Although Highline has had since spring to handle this decision, they have been releasing conflicting and inconclusive information.
To make this decision, public and professional opinions have been collected, according to Chief Academic Officer of Highline School District Susanne Jerde, but have yet to be utilized in making a concrete decision.
“They have informal gatherings and mechanisms such as polls from the public, letters from parents, [etc.],” said Jerde. “In addition, we collect information and data from all our counselors and high schools, as well principals.”
With all this information gathered, the board has already began weighing their options based on the data, and members will vote on the 5th and notify the schools within the district. Until further notice, there is increasing confusion and anxiety over the projects.
Recently, Highline School District has also released a statement saying that they will still require current seniors to complete the project based upon the number of students already involved with their culminating projects.
As a representative of the district and this project, Jerde has addressed the topic in response to this vote, seemingly stating that the board has already decided that the senior project would remain for the class of 2015, but still leaving an open end.
“Of our ten schools, [seven] principals felt pretty strongly that they were going to keep the culminating [projects] regardless,” said Jerde. “Their request, after a lot of conversation, was that we not to remove it for 2014-15, but rather we spend time this winter going deeper in the conversation, making a decision, moving forward.”
On the contrary, the latest meeting’s notes that the district released seem to be semi-conclusive, or at working toward a decision–until they were removed from the site.
The notes directly addressed senior projects and seemed to imply that the board was already beginning to take the first steps to removing it as a requirement: the list of graduation requirements included senior projects crossed off.

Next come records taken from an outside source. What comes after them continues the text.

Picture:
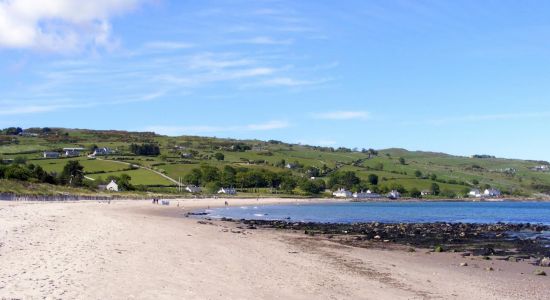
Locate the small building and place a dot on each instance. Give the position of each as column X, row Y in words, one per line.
column 227, row 191
column 72, row 152
column 425, row 192
column 394, row 194
column 112, row 186
column 491, row 193
column 102, row 151
column 541, row 168
column 51, row 154
column 342, row 193
column 193, row 189
column 366, row 195
column 475, row 193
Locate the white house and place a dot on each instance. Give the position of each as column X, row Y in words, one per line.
column 48, row 154
column 342, row 193
column 193, row 189
column 227, row 191
column 71, row 152
column 475, row 193
column 112, row 186
column 541, row 168
column 366, row 195
column 394, row 194
column 491, row 193
column 102, row 151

“The majority of the principals are in favor of eliminating the requirements,” according to the official Oct. 22 school board meeting’s notes found on www.boarddocs.com, which contradicts their previous information.
With contradictory statements and documentations within the district, Highline has already removed the meeting notes concerning senior projects without any official reasoning for posting and then removing the information.
Even though the final decision for future seniors is unknown for the time being, RAHS teacher Dr. Michael Katims found personal intrigue in the matter due to previously being involved with the initial incorporation of senior project.
“I actually got my start in Washington Education by helping people implement the senior project, and I was a really strong believer in it,” said Dr. Katims. “I think it is a really good thing for kids.”
Even though some schools may not have access to the resources, RAHS has several attentive advisors who work with students to prepare for their senior projects. One of these advisors, Michelle Juarez, has seen all the benefits these projects have to offer if done correctly.
“A senior project has the potential to uncover hidden talents and interests,” said Juarez, “but unless students take it upon themselves to be responsible for their own learning, projects in themselves will not be successful.”
The district also acknowledges that senior projects can have benefits, but the the movement to reconsider culminating projects is fueled by the idea that those positives may be outweighed by limited resources. Due to the delay in this decision, many students have neglected to move past a project proposal.
“Considering that this is a time sensitive project,” said senior Andrew Calimlim, “I feel that the decision should’ve been decided over the summer, so that seniors don’t have to worry about investing too much time into getting their project approved and spend more time on applying for colleges.”